End-to-end creation and publishing of digital collectibles for major brands and IP, including headline drops.

Since 2021

Web3 Games

Full-stack Web3 project development - build, launch and iterate on-chain games and fan-engagement experiences.

The Record

Eighteen years, briefly

2007

Concept Art House founded

James Zhang launches an art and production studio in San Francisco serving game and entertainment companies.

2015

A go-to game-art partner

The studio builds a reputation producing 2D/3D art for AAA titles and franchises worldwide.

2021

$25M Series A

Raises an oversubscribed round led by Dapper Labs to expand into NFTs and Web3.

2021

Sin City NFT drop

Partners with Gala Games on the Frank Miller Sin City 30th-anniversary collection.

2023

Becomes Concept Labs

Rebrands from Concept Art House and focuses squarely on Web3, with James Zhang as CEO.

The Cap Table

Who bought in

The oversubscribed 2021 Series A blended venture funds, NFT platforms, and angels. A sample of the names on the round:

Dapper Labs (lead) Animoca Brands Gala Games Protocol Labs Fabric Ventures HashKey Liberty City Ventures AppWorks Blockchain Coinvestors Spartan Group Redbeard Ventures Steve Aoki
The Margins

Five things worth knowing

The company drew art for franchises as big as Roblox and Fortnite before it ever minted an NFT.
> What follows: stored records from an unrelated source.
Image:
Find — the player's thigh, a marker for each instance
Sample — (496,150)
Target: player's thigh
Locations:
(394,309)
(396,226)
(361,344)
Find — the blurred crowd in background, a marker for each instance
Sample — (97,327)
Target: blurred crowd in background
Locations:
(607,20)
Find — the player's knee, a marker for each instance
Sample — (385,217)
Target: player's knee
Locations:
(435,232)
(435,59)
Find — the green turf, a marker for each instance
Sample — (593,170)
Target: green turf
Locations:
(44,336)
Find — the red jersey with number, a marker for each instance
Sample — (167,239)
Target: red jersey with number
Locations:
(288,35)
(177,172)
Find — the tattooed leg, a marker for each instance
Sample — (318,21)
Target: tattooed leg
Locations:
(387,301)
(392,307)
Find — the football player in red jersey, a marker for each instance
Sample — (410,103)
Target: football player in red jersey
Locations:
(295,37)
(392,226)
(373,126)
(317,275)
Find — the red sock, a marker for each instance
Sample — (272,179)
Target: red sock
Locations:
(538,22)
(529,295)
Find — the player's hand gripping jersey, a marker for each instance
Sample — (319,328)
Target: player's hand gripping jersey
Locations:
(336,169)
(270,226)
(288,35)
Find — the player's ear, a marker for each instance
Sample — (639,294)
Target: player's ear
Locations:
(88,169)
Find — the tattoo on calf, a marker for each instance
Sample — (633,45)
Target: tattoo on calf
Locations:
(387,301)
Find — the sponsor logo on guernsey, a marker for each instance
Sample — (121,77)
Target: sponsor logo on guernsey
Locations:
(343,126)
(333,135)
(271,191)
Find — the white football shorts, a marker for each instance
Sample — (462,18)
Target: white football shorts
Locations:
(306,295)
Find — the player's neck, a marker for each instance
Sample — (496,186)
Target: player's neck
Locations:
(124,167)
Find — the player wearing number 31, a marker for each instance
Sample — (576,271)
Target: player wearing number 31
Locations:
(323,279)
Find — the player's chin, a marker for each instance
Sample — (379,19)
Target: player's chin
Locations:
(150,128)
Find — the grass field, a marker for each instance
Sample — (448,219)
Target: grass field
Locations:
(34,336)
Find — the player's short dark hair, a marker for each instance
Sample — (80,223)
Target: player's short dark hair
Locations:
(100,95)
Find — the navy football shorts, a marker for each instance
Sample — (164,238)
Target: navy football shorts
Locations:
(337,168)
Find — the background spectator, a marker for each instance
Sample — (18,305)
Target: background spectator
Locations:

DJ and producer Steve Aoki was among the angel investors in its Series A.

Its most talked-about drop celebrated the 30th anniversary of Frank Miller's Sin City.

It made digital collectibles for both the Olympics and the NFL - rare bipartisan sports credibility.

The Questions

Frequently asked

What does Concept Labs do?

It's a creative and Web3 studio that designs and publishes NFTs, digital collectibles, and games for major brands and IP - originally an art-outsourcing house for game companies.

Is Concept Labs the same as Concept Art House?

Yes. Concept Art House, founded in 2007, rebranded to Concept Labs as it shifted focus to Web3.

Who founded Concept Labs?

James Zhang founded the company in 2007 and serves as its CEO.

How much funding has Concept Labs raised?

It raised a $25 million Series A in October 2021, led by Dapper Labs with participation from Animoca, Gala Games, Protocol Labs, and others.

What brands has Concept Labs worked with?

Its work and drops span UFC, the NFL, the International Olympic Committee, Gucci, Frank Miller's Sin City, Dapper Labs, and Gala Games.